RECAP: il simposio EE affronta i principali ostacoli e le strategie per accelerare i progressi nelle mutazioni nonsense della FC

Emily’s Entourage (EE) held its third scientific symposium, Sviluppo terapeutico per le mutazioni nonsense: La frontiera finale della FC, on September 25 at The Wistar Institute in Philadelphia, PA. The singular focus was to accelerate breakthroughs and a cure for the final 10% of the cystic fibrosis (CF) population without a targeted therapy with a focus on nonsense mutations.

Over 47 preeminent CF researchers and companies from around the world gathered to exchange ideas to expedite the development of life-saving therapeutics for those with nonsense mutations of CF. While game-changing CFTR modulating therapies are currently approved or in late-stage clinical development for roughly 90% of the CF population, those with nonsense mutations of CF represent the largest portion of the outlying 10% of the CF population.

The symposium began with a welcome dinner the night prior where guests were warmly received by EE Scientific Advisory Board Chair, Kevin Foskett, PhD, EE Scientific Director, Pete Haggie, PhD, and Emily at Distrito in University City. Academics and industry professionals mingled and shared goals in a relaxed setting over a delicious Mexican dinner.

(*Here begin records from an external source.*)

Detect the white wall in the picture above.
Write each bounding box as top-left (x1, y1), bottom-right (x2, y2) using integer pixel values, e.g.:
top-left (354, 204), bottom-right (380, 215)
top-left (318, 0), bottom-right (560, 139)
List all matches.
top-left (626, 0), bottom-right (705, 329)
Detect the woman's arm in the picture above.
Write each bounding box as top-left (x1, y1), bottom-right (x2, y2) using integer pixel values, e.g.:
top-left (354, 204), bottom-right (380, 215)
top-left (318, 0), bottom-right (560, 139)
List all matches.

On September 25, Emily opened the symposium with welcoming remarks. She presented the 2018 Campaign Video to introduce EE’s overall mission and humanize the meeting’s urgency. Following Emily’s remarks, the hard scientific work commenced in four distinct sessions.

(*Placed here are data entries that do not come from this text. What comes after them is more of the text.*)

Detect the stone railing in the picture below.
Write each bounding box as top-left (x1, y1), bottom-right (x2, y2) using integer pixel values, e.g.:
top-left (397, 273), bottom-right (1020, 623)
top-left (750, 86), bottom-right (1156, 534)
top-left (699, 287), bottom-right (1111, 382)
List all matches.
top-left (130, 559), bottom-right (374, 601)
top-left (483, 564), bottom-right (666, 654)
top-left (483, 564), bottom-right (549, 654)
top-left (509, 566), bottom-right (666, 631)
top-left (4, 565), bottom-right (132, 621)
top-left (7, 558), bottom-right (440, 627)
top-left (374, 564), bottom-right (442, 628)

Each session was broken down into two main components. The first component focused on formal presentations given by researchers from academia and industry speaking primarily on key progress they have made, new data they have generated, and any specific hurdles affecting their ability to move forward. The second involved presenters and experts sitting at the front of the audience to facilitate discussion with the entire room. These discussions were spirited, productive and integral in generating the necessary next steps for progress.

I. CFTR Modulators: Developing, adapting and testing modulators for truncated CFTRs

Session I consisted of four speakers covering methods to directly modulate CFTR gene activity. These methods would target the truncated form of CFTR that is generated by the premature termination in nonsense mutations, and would facilitate read-through of the gene to generate the full-length protein.

Presenters:

          Alan Verkman, MD, PhD (Università della California, San Francisco)

          Neal Sharpe, PhD (Eloxx Pharmaceuticals)

          Jeffrey Beekman, PhD (Centro medico universitario di Utrecht, Paesi Bassi)

          Steven M. Rowe, MD, MSPH (Università dell'Alabama a Birmingham)

II. CFTR Gene Therapy: Progression to Phase I trials

Session II focused on genetic approaches – either using gene therapy to replace CFTR, or gene editing to repair the CFTR gene. These approaches would be effective for CFTR nonsense mutations, but, importantly, they could also be applied to all CFTR mutations, making them mutation agnostic.

Presenters:

          Paul McCray, MD (Università dello Iowa)

          Patrick Harrison, PhD (University College Cork, Irlanda)

III. Nucleic acid therapies: Delivering mRNA, tRNA and oligonucleotide-targeted approaches

Session III focused on aspects of CF therapy that target nucleic acids, including transfer and messenger RNA.

Presenters:

          Christopher Ahern, PhD (Università dell'Iowa)

          Lulu Huang, PhD (Ionis Pharmaceuticals)

          James Dahlman, PhD (Georgia Tech)

          John Miller, PhD (Proteostasis Therapeutics)

IV. Buying time: Alternative targets and approaches

Session IV concentrated on alternative approaches that could buy time for patients with nonsense mutations of CF. These approaches would not target the CFTR gene directly, but instead lessen the damage in the lungs as the disease progresses to serve as a bridge until more transformative therapies emerge for those with nonsense mutations of CF.

Presenters:

          Robert Tarran, PhD (Università della Carolina del Nord a Chapel Hill, Spyryx Biosciences)

          Oren Rosenberg, MD, PhD (Università della California, San Francisco)

          Barbara White, MD (Corbus Pharmaceuticals)

          Martin D. Burke, MD, PhD (Università dell'Illinois Urbana-Champaign)

The organization of the symposium allowed for an intimate, collaborative environment where people could speak freely. And through individual discussions, it became clear there is significant interest in and commitment to developing therapies for nonsense mutations of CF.

The symposium reinforced this need for new CF therapies for those with nonsense mutations  and facilitated this endeavor by expediting partnerships and collaborations.

Emily’s Entourage would like to extend heartfelt gratitude to all symposium speakers, attendees, and sponsors. The energy during the symposium was palpable. It felt extremely hopeful experiencing the openness, collaboration, and fierce commitment to the nonsense mutation CF community from everyone in the room.